In some respects football is all about timing; when to play a pass, when to shoot, when to step up to catch an opponent offside. It is also about when to challenge for a header or the right moment to slide in and dispossess the opponent. In the case of heading and tackling, these are two aspects of the game where technical ability can mean the difference between success and failure. They are also aspects of the game where a lack of technique can leave either or both players nursing an injury.

So many situations during a game of football are decided by fractions of a second. And those fractions of a second can mean the difference between making contact with the ball, or making contact with the opponent. The consequences of the latter are all too obvious, and can differ by degree depending upon the force of the impact.

Physical Clashes
Not surprising, there are some incidents of this nature that are all too deliberate.
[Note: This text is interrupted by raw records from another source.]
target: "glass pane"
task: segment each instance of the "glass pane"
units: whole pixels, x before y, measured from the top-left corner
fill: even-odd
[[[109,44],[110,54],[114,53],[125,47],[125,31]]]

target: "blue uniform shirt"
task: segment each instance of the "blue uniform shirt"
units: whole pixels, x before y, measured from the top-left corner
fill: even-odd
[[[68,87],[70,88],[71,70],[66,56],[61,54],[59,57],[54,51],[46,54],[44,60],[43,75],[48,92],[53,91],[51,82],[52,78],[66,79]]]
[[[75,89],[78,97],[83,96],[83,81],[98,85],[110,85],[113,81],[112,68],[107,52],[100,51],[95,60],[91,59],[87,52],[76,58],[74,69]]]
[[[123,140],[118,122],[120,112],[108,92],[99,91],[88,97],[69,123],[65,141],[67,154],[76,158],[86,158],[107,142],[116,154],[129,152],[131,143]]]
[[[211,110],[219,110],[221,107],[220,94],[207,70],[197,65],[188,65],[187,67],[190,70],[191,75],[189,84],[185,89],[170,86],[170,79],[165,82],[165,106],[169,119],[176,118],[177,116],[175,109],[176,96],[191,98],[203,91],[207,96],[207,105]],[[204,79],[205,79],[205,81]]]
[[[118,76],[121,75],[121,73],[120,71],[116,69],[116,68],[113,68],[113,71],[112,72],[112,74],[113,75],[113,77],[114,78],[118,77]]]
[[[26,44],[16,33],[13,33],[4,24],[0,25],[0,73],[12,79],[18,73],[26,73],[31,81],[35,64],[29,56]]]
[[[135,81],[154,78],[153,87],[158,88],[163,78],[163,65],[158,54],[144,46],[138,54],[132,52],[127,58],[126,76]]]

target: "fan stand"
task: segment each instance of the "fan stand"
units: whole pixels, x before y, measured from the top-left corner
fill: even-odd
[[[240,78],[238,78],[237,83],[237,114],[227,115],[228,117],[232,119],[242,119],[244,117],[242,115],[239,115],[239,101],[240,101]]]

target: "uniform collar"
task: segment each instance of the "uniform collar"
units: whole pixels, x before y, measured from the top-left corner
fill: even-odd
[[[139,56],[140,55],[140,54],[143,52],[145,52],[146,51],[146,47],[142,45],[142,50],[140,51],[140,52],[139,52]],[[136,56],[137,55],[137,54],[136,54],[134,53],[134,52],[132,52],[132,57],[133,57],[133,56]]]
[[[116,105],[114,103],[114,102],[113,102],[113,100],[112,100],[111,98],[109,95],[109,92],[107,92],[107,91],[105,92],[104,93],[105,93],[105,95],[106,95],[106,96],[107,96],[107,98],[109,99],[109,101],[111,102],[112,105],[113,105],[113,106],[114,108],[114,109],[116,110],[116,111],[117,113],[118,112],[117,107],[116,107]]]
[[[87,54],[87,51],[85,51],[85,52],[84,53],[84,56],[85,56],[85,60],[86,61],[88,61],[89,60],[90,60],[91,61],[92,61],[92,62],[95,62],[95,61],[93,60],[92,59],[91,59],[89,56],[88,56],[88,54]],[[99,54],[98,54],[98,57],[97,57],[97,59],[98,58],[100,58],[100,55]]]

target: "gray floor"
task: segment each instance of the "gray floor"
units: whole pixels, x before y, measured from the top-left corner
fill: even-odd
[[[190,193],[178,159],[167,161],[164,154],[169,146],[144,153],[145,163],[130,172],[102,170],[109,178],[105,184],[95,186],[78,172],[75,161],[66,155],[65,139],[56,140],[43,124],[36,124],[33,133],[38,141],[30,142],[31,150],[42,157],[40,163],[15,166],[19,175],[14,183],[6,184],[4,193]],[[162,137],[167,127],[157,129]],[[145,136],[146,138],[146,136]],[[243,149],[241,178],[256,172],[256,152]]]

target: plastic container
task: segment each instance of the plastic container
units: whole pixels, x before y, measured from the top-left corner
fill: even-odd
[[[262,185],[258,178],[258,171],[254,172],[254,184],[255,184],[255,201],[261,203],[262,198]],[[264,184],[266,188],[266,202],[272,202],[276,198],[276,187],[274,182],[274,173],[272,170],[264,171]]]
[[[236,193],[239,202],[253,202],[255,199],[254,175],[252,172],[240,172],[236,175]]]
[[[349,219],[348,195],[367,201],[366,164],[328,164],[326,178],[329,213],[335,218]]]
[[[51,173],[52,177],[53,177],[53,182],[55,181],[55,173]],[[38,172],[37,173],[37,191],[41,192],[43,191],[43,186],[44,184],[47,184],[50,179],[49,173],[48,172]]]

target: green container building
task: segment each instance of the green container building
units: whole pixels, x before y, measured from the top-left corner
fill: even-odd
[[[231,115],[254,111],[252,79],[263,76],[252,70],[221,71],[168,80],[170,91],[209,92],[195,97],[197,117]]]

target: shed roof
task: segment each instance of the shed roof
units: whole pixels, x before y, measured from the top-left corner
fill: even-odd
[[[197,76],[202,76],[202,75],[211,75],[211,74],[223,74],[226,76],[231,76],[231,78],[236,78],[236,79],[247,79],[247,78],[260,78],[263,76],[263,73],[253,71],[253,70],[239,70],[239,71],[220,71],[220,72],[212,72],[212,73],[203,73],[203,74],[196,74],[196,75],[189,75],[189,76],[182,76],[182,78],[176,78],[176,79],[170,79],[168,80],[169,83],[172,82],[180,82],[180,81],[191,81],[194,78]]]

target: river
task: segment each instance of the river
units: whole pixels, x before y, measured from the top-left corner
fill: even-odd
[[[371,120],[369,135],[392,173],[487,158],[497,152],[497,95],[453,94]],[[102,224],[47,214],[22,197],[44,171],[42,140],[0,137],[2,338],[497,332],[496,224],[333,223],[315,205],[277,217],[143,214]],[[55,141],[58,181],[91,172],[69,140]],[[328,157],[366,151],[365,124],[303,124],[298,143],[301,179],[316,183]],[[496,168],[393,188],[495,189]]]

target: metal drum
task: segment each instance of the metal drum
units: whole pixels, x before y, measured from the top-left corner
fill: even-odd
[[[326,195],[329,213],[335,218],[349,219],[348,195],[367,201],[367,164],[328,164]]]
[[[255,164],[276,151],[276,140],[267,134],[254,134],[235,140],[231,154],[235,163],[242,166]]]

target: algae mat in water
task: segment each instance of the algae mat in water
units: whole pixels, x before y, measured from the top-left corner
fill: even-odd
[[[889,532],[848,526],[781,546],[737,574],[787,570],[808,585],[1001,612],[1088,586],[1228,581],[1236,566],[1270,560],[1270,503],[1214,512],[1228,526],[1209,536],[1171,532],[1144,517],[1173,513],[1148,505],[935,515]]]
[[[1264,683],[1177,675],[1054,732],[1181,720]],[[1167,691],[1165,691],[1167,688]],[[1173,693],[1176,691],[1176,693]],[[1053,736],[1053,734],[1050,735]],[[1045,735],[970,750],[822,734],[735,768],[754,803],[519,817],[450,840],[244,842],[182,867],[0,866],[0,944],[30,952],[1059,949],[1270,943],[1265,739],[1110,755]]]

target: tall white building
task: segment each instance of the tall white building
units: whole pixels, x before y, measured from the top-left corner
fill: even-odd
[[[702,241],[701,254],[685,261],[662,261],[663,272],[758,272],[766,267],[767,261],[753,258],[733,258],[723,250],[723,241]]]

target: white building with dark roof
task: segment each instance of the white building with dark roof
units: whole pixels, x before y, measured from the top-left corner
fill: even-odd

Any football watchers, either from the sidelines at a local Sunday league game or from the stands at a top-class game has witnessed and recognised a challenge whose aim was to injure an opponent. However, the vast majority of physical clashes that result in injury are accidental.

Good decision making and timing should be taught from an early age. This does not have to be in the form of intensive coaching. The most important lesson young players need to learn is commonsense. It is when match play becomes faster and more intense that, for example, the art of making a good tackle requires a greater degree of expert input. Keeping the eyes on the ball rather than being distracted by the movement of the opponent is a good basis from which to start. This is a discipline that should be instilled in players as soon as possible; as is stepping in to “nick” the ball from opponent’s feet rather than taking dramatic swings of the leg that are more likely to make contact with flesh and bone than the surface of the ball.

“Hospital Balls”
Another skill that can reduce the risk of injury is “trapping” the ball with the feet or another part of the body, such as the thigh or chest area. Should a player let the ball run away from their feet, they are inviting a challenge. And the more they let the ball run loose during a game, the more challenges they are going to be involved in. The same principal applies to good passing: the less accurate a pass to a team-mate is, the more likely an opponent is to challenge - the poorest passes are referred to as “hospital balls” for a very good reason.

The aim of good technique is not to negate the physical aspect of the game of football; rather it will ensure that “clean” contact is made, allowing each opponent to use their aggression in a controlled manner to challenge for the ball. Ultimately, when the final whistle blows, both sides should shake hands in the knowledge that it has been a hard fought but fair game.